In one embodiment, the fixing component further comprises a detaching section, the detaching section is arranged at one end of the buckling section, which is far away from the crimping section, and is bent relative to the buckling section, and the detaching section is used for detaching the fixing component.

The disassembly of the fixing part is facilitated through the disassembly section, and then the later maintenance and the like of the heat dissipation assembly are facilitated.

In one embodiment, the detachment section has a detachment portion.

The disassembly part can facilitate the disassembly of the fixed part, and then the later maintenance of the heat dissipation assembly is facilitated.

In one embodiment, the crimping section comprises a first elastic section and second elastic sections arranged on two sides of the first elastic section, the second elastic sections are connected with the buckling sections, and the first elastic section is arranged in a concave mode relative to the two second elastic sections.

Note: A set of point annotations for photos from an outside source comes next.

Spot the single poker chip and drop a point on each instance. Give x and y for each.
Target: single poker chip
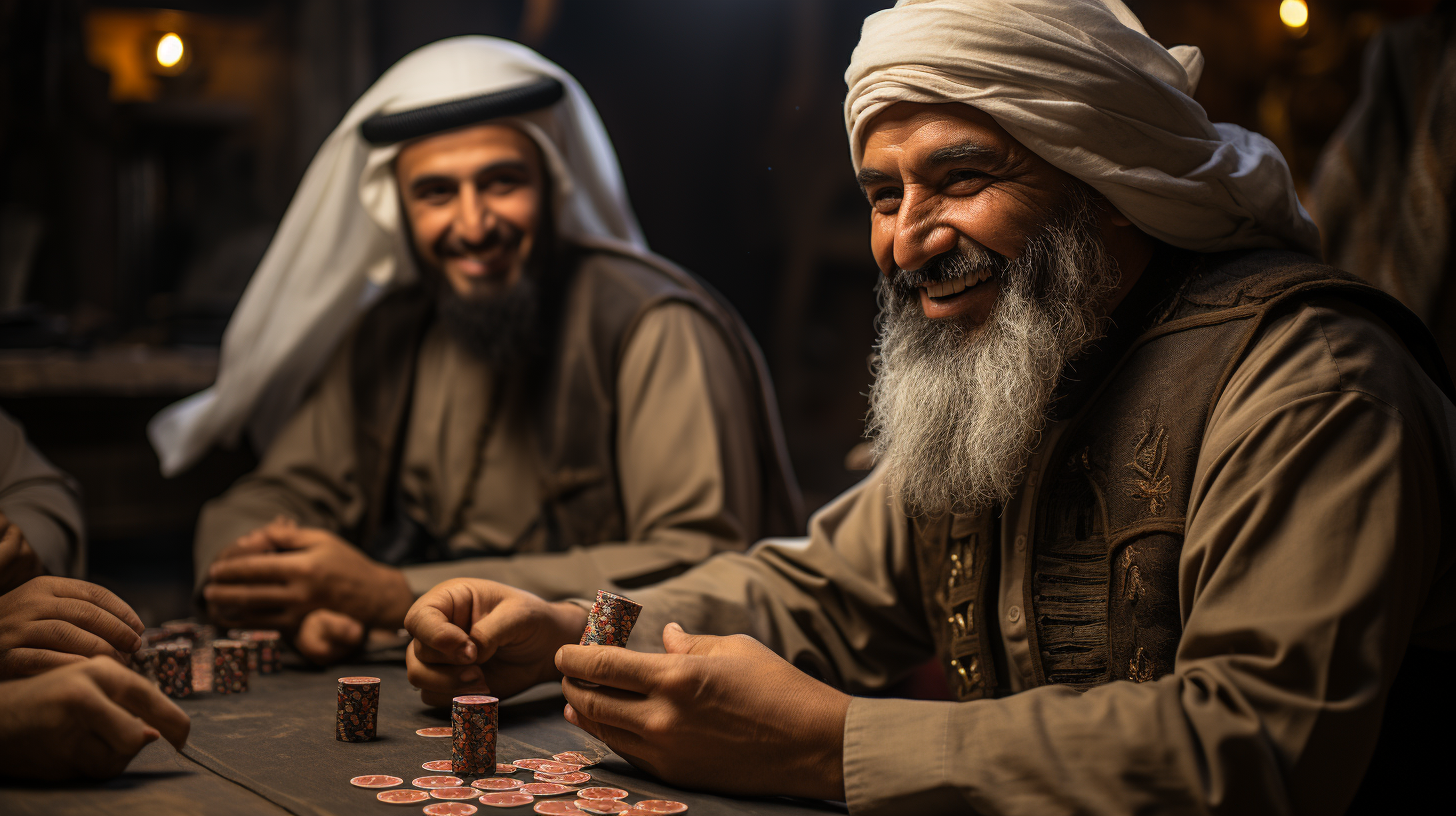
(548, 789)
(376, 781)
(494, 783)
(507, 799)
(606, 806)
(450, 809)
(660, 806)
(574, 778)
(402, 797)
(602, 793)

The first elastic section compresses tightly the connecting plate with the cooperation of second elastic section for the heat-conducting plate keeps the butt with the optical module body, and then guarantees the heat transfer effect.

In one embodiment, the surface of the connecting plate facing away from the heat-conducting plate has at least one retaining groove for receiving the pressure connection section of the retaining element.

The fixed slot can realize fixed part's fixed, avoids fixed part drunkenness.

A network card device comprises a network card main body and an optical module heat dissipation structure according to any technical characteristic, wherein the optical module body is arranged in the network card main body in a heat dissipation mode.

After the network card device adopts the optical module heat dissipation structure of the embodiment, the occupied height space can be reduced while the heat dissipation effect is ensured.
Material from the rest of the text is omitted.